New Vision & I-4 Construction Impact Downtown Orlando Parking
With the release of the DTOutlook plan from Mayor Buddy Dyer’s task force, City Hall outlined nearly half a billion dollars in additional transformations for downtown. The vision will drastically change much of downtown once again as the city attempts to resurrect its core. The report offered a glimpse of downtown Orlando by the numbers right now, but the plan is to continue changing the demographics and economics as well as the look and feel of downtown to fit Dyer’s image of a future Orlando – and downtown parking is one major piece of the moving puzzle. Looking ahead, the Dyer administration wants to “guide people to parking garages” and “eliminate as much as possible vast amounts of surface parking lots.”
City officials also admit parking is “our number one complaint about people not wanting to come downtown.”

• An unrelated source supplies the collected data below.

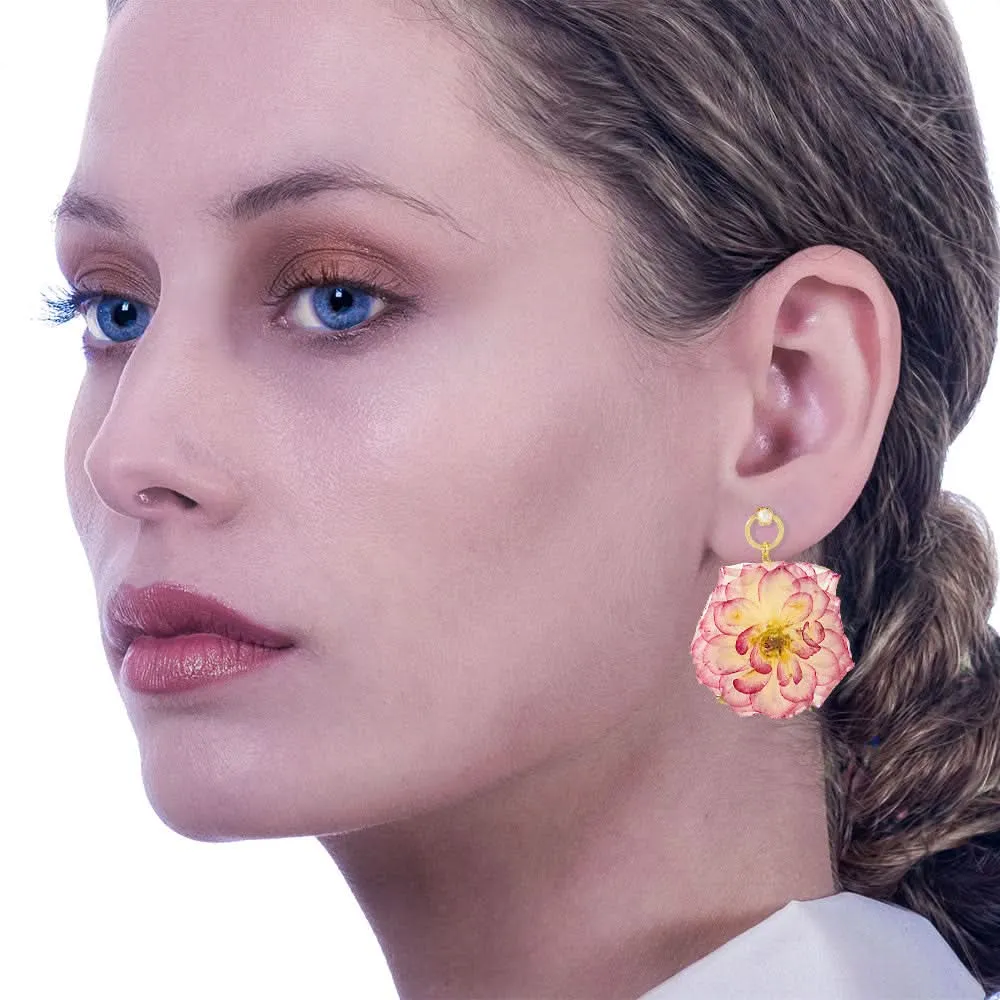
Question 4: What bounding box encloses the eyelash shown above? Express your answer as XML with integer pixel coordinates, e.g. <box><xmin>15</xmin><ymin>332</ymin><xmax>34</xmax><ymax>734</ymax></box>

<box><xmin>39</xmin><ymin>258</ymin><xmax>416</xmax><ymax>360</ymax></box>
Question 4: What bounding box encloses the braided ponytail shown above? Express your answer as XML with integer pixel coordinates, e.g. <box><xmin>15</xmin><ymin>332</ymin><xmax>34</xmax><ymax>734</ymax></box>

<box><xmin>815</xmin><ymin>489</ymin><xmax>1000</xmax><ymax>987</ymax></box>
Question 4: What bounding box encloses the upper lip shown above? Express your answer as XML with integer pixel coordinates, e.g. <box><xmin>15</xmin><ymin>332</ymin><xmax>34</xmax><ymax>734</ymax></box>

<box><xmin>103</xmin><ymin>582</ymin><xmax>296</xmax><ymax>656</ymax></box>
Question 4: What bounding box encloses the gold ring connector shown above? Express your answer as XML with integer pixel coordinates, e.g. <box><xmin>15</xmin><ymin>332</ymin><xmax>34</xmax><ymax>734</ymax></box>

<box><xmin>745</xmin><ymin>506</ymin><xmax>784</xmax><ymax>563</ymax></box>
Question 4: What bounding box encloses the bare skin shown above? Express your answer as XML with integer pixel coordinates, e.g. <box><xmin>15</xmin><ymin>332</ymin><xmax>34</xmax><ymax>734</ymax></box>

<box><xmin>56</xmin><ymin>0</ymin><xmax>901</xmax><ymax>996</ymax></box>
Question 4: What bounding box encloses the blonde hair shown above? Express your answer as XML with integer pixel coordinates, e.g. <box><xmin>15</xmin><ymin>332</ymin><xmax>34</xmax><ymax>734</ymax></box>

<box><xmin>409</xmin><ymin>0</ymin><xmax>1000</xmax><ymax>988</ymax></box>
<box><xmin>106</xmin><ymin>0</ymin><xmax>1000</xmax><ymax>989</ymax></box>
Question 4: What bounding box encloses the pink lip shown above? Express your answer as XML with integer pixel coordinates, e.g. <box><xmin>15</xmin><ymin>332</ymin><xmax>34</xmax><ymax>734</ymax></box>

<box><xmin>119</xmin><ymin>634</ymin><xmax>294</xmax><ymax>694</ymax></box>
<box><xmin>103</xmin><ymin>582</ymin><xmax>296</xmax><ymax>694</ymax></box>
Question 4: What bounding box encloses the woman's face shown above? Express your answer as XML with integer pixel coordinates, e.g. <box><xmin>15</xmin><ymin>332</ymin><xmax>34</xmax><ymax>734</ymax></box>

<box><xmin>58</xmin><ymin>0</ymin><xmax>723</xmax><ymax>840</ymax></box>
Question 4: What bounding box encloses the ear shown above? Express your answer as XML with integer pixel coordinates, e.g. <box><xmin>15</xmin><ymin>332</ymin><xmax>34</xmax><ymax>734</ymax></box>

<box><xmin>705</xmin><ymin>245</ymin><xmax>902</xmax><ymax>567</ymax></box>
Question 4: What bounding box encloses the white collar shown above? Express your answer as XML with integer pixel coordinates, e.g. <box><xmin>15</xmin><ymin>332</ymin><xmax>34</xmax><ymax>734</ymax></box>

<box><xmin>635</xmin><ymin>891</ymin><xmax>983</xmax><ymax>999</ymax></box>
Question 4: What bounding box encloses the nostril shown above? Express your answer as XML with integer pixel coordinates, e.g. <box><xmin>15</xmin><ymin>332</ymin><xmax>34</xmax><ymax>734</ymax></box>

<box><xmin>135</xmin><ymin>488</ymin><xmax>197</xmax><ymax>509</ymax></box>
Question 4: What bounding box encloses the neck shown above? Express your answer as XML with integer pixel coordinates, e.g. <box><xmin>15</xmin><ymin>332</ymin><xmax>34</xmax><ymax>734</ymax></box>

<box><xmin>320</xmin><ymin>690</ymin><xmax>836</xmax><ymax>1000</ymax></box>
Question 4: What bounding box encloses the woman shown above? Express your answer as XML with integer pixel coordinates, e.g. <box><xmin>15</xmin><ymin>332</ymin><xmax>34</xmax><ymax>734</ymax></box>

<box><xmin>46</xmin><ymin>0</ymin><xmax>999</xmax><ymax>996</ymax></box>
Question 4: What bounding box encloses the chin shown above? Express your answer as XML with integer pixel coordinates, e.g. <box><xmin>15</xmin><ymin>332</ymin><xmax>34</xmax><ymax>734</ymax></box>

<box><xmin>133</xmin><ymin>733</ymin><xmax>440</xmax><ymax>843</ymax></box>
<box><xmin>140</xmin><ymin>758</ymin><xmax>300</xmax><ymax>842</ymax></box>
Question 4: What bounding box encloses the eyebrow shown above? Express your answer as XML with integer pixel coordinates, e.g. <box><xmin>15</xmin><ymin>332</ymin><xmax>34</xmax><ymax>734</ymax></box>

<box><xmin>52</xmin><ymin>160</ymin><xmax>477</xmax><ymax>241</ymax></box>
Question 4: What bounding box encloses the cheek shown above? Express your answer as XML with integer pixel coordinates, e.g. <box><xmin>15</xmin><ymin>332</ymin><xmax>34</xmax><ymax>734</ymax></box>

<box><xmin>358</xmin><ymin>339</ymin><xmax>623</xmax><ymax>594</ymax></box>
<box><xmin>306</xmin><ymin>340</ymin><xmax>664</xmax><ymax>766</ymax></box>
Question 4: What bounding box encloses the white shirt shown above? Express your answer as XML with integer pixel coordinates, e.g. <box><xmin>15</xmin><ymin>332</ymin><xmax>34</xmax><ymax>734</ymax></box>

<box><xmin>635</xmin><ymin>891</ymin><xmax>985</xmax><ymax>999</ymax></box>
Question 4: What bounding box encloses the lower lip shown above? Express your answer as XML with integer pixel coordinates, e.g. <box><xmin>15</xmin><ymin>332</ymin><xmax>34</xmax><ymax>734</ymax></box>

<box><xmin>120</xmin><ymin>634</ymin><xmax>293</xmax><ymax>694</ymax></box>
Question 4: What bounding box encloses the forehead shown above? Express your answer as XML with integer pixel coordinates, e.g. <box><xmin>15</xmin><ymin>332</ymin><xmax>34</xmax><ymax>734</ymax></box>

<box><xmin>93</xmin><ymin>0</ymin><xmax>456</xmax><ymax>133</ymax></box>
<box><xmin>73</xmin><ymin>0</ymin><xmax>561</xmax><ymax>245</ymax></box>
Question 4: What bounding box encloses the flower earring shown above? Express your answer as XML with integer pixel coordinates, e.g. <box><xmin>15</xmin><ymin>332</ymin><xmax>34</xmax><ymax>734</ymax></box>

<box><xmin>690</xmin><ymin>506</ymin><xmax>855</xmax><ymax>719</ymax></box>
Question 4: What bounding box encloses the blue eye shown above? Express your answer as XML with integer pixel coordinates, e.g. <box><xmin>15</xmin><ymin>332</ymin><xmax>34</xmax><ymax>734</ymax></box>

<box><xmin>284</xmin><ymin>283</ymin><xmax>386</xmax><ymax>334</ymax></box>
<box><xmin>38</xmin><ymin>287</ymin><xmax>152</xmax><ymax>357</ymax></box>
<box><xmin>83</xmin><ymin>296</ymin><xmax>153</xmax><ymax>343</ymax></box>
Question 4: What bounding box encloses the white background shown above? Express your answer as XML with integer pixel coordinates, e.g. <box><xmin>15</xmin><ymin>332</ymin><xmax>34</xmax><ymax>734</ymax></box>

<box><xmin>2</xmin><ymin>2</ymin><xmax>998</xmax><ymax>997</ymax></box>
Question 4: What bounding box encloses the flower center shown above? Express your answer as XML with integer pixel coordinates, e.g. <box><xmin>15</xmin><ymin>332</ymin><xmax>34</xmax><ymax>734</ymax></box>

<box><xmin>758</xmin><ymin>624</ymin><xmax>791</xmax><ymax>658</ymax></box>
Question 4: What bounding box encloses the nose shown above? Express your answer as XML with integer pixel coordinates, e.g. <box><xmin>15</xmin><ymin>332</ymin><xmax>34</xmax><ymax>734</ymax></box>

<box><xmin>81</xmin><ymin>317</ymin><xmax>243</xmax><ymax>525</ymax></box>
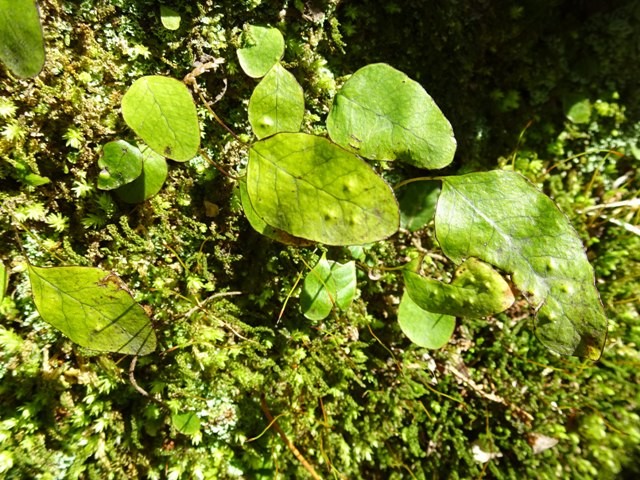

In addition to the DTOutlook plan, the I-4 Ultimate construction project is also bringing changes to downtown Orlando. Specifically connected to parking, downtown is going to lose the parking options under the I-4 bridge during construction – and after. There are currently no plans to return or replace the parking spaces, and the new vision is to create a “bridge district” connected to the new proposed Amway Center entertainment complex and Church Street corridor.
According to Florida Department of Transportation officials, only 25% of available parking will remain open under the I-4 bridge during construction according to the contract. It is still unknown when the parking will close as work begins, but the I-4 Ultimate project will also redesign portions of Hughey Ave. and Garland Ave. FDOT officials were quiet about any parking spaces being open after construction is complete.
That’s because these parking spots will never return to the area. The City and Orlando Magic envision an entertainment complex spanning the new “bridge district,” focusing on heavy pedestrian activity. The new vision does not call for parking spaces, the DTOutlook plan states “this area will become a future community focal point” and adds “the vision includes food and retail space, creative space, open space, and entertainment space.”
The new vision even suggests “artificial turf could be used to construct sports fields under I-4, either on a temporary or permanent basis.” So, no parking spots, but more demand for downtown parking. This all fits in with the Dyer administration’s policy and vision.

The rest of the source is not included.